L’Axe de la colère est arrivé en Haute-Guinée, le fief traditionnel du Président Alpha Grimpeur. Ce 30 juin, les habitants du centre-ville de Kankan sont à nouveau descendus dans la rue pour exiger le retour de l’électricité dans les ménages. Même si ce ne sont pas eux qui lui avaient donné la permission de partir. Une première manif ‘’beaucoup plus souple’’ avait déjà eu lieu le 22 juin dans la ville. Une médiation à l’initiative du Gouverneur de région, accompagné du maire de la commune urbaine de Kankan avait permis de calmer les manifestants, le temps pour ces deux responsables, de transmettre leurs doléances au Prince de Sékhoutouréya.

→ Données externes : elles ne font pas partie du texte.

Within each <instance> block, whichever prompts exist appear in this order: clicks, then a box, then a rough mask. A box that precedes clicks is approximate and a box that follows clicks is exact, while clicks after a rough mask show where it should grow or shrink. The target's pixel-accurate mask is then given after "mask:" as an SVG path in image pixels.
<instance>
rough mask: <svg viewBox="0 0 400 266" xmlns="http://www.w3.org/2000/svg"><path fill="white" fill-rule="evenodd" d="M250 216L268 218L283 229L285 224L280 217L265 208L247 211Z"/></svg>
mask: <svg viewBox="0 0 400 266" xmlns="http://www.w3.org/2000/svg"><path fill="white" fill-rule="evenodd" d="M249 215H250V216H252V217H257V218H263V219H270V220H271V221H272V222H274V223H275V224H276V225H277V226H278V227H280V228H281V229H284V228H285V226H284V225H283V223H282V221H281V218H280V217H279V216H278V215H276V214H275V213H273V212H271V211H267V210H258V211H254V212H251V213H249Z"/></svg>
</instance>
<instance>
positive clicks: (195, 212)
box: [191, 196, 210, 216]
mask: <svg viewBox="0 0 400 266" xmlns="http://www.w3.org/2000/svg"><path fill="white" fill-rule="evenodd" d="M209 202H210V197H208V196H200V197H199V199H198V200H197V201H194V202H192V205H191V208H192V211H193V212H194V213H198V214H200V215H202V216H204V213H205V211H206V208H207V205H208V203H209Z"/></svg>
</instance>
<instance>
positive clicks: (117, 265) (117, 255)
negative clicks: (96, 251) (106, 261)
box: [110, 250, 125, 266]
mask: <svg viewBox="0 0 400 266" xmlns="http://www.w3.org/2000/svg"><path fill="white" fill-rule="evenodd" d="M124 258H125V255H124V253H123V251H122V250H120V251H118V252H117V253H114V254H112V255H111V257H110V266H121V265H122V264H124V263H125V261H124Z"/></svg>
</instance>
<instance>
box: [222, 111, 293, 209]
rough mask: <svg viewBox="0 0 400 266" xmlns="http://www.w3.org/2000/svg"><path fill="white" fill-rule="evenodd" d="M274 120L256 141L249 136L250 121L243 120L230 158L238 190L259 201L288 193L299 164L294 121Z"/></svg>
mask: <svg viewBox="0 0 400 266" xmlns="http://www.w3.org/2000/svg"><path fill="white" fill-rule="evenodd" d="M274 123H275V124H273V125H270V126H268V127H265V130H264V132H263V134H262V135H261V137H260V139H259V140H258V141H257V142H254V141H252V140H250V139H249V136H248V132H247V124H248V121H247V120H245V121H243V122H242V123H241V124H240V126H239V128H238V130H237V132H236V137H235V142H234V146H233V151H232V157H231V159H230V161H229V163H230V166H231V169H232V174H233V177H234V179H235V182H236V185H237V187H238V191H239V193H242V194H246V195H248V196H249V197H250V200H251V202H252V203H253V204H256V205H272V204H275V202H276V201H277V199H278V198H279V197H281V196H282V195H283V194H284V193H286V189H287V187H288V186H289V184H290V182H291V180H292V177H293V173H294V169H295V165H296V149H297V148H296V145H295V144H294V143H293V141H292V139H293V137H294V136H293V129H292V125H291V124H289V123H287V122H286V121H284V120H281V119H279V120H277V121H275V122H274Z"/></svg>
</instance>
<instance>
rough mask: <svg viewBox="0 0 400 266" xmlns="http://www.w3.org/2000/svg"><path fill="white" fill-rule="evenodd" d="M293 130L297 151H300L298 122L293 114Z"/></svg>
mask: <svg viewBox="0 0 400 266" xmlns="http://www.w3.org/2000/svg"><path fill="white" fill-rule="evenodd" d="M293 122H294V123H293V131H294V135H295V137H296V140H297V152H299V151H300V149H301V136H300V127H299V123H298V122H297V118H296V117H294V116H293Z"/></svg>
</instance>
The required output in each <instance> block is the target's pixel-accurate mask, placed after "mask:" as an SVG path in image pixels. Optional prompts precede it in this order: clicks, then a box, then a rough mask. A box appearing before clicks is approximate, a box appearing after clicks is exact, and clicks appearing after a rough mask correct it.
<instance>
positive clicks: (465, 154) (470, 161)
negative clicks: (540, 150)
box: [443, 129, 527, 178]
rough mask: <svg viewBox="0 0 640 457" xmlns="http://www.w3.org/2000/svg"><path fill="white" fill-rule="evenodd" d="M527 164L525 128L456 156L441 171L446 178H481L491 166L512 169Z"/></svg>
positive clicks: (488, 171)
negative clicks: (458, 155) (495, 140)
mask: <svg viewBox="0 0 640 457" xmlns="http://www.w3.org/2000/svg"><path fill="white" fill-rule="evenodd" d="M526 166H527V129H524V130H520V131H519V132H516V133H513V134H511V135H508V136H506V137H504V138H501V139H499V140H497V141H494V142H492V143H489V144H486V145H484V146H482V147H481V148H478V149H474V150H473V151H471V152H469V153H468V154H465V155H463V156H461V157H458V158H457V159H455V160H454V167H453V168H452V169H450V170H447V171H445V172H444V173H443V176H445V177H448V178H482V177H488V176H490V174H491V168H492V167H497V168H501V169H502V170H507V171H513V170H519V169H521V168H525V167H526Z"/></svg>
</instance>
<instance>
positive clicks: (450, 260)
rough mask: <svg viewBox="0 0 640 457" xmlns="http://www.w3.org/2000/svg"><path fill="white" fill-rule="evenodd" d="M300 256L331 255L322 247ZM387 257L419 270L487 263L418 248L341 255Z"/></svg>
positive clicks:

L’attente n’aura duré qu’une petite semaine. A l’initiative du Mouvement citoyen pour l’électrification de la Haute-Guinée, les habitants de Kankan ont pris d’assaut les grandes artères de la ville. Ils avaient prévu de démarrer la manif au carrefour Komarala, mais les flics ont tôt fait de boucler le lieu. Les protestataires se sont finalement rassemblés au quartier Timbo. Ils ont pris la direction de la préfecture et de l’Electricité de Guinée via le rond-point Dalako. Avec des banderoles très peu tendres sur lesquelles on pouvait lire : ‘’La jeunesse de Kankan réclame le courant’’ ; ‘’ Nous voulons le courant chez nous comme chez le Président’’ ; ‘’Nous sommes guinéens comme vous ‘’.
Tout allait bien jusqu’au quartier Météo, près du lycée Morifindian Diabaté. Les Forces de Dépense et de Sécurité ont bloqué net ces manifestants. Elles les ont intimés de rebrousser chemin. Un « niet » à la soviétique leur est opposé et les choses sérieuses commencent : gaz lacrymogènes contre jets de pierres, le tout, ponctué de course-poursuites dans les divers quartiers de Kankan. « Nous sommes dans la rue depuis 8h, nous voulions organiser une marche pacifique pour faire comprendre à tout le monde que le pouvoir a oublié Kankan et la Haute-Guinée. Il y a des affrontements entre manifestants et policiers. Ils tentent d’étouffer la manifestation. Mais nous sortirons vainqueurs de ce combat, » s’exclame un des organisateurs. Les manifestants se sont retranchés dans les quartiers. Ils y ont érigé des barricades et ont brûlé des pneus.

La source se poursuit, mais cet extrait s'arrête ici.